Other highlights include works by Edgar Degas and Mary Cassatt. Edgar Degas was an artist known for experimenting with pastel for decades. In the exhibit, viewers were allowed to, through an interactive touchscreen, magnify certain parts of his piece “Two Women.” The work is very simple in subject and doesn’t seem that advanced in terms of coloring. However, when using the provided interactive, the viewer is able to see the true intricacy of the work. The technology reveals the specific layering of colors, as well as the use of colors, such as light blues and purples, that the viewer would not be able to pick up at first glance. It is truly one of the shocking parts of the gallery, as it demonstrates how a fairly standard looking piece of work is actually full of intricate design and coloring not seen without careful observation. Right next to Degas’ piece are two works by Cassatt. One of the works, “The Black Hat,” is a clear representation of her experimental with the material. While the face of the women in the work is very clear and realistic, her clothes and background are abstract with even bare paper being shown in certain places. Unlike some other pieces of work, Cassatt highlights the chalky, soft texture pastels are able to produce.
The third and final room in the exhibit focuses on the use of pastels in American during the 20th century. The most notable part of the room is the shift from classical art to modern art. While pastels are generally more attributed to arts during the classical and impressionist periods, they were used by relatively modern artists, such as Henri Matisse and Roy Lichtenstein. The work by Matisse, “Women with Exotic Plant,” is a rare example of Lichtenstein’s work with Matisse. He tended not to experiment too much with the material. However, although Lichtenstein didn’t use the material very often, the work clearly shows his mastery over pastels. The piece is true to his style, full of bold colors and cluttered with repeating patterns. Interestingly, while the color choice and style is similar to his other works, the use of pastels is noticeable due to a very clear deviation in texture from his better-known works. This deviation is welcomed by the viewer. The less precise, softer texture adds a gentler element that contrasts the bold colors.
The exhibit concludes with two cubist pieces. Reflecting back at the refined portraits of the first room, a clear contrast can be distinguished from the last pieces. One of the cubist styles works is “Abstraction” by Jeanne Rij-Rousseau. The work is composed of different shapes drawn in rich shades of reds and layered on top of each other. Moreover, as can be synthesized from the title, the artist seemed to not have intended the work to embody any particular object. Unlike the soft, delicate beauty of the portraits or the whimsical element of Monet’s landscape, this piece uses pastel to convey passion through its deep color and persistent layering.
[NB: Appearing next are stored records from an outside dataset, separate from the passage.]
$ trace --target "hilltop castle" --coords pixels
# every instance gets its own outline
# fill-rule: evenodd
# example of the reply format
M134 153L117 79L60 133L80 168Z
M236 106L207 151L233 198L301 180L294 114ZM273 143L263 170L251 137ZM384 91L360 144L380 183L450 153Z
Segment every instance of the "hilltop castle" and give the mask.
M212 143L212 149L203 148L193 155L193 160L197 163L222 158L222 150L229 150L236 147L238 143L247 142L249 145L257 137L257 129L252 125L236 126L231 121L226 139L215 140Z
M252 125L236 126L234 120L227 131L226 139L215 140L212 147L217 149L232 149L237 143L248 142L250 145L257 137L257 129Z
Despite the exhibit in total only being three rooms, each room is full of masterpieces and wonderful examples of the versatile ability of pastels. It is truly a wonderful journey experiencing works of all genres that was based in the same, singular material. Perhaps the viewer’s understanding of The Touch of Color exhibit and pastels can best be summed up by a quote on the exhibit program stated by 19th-century art critic Paul Desjardins, “That’s the triumph of this technique. It must capture what is most elusive.”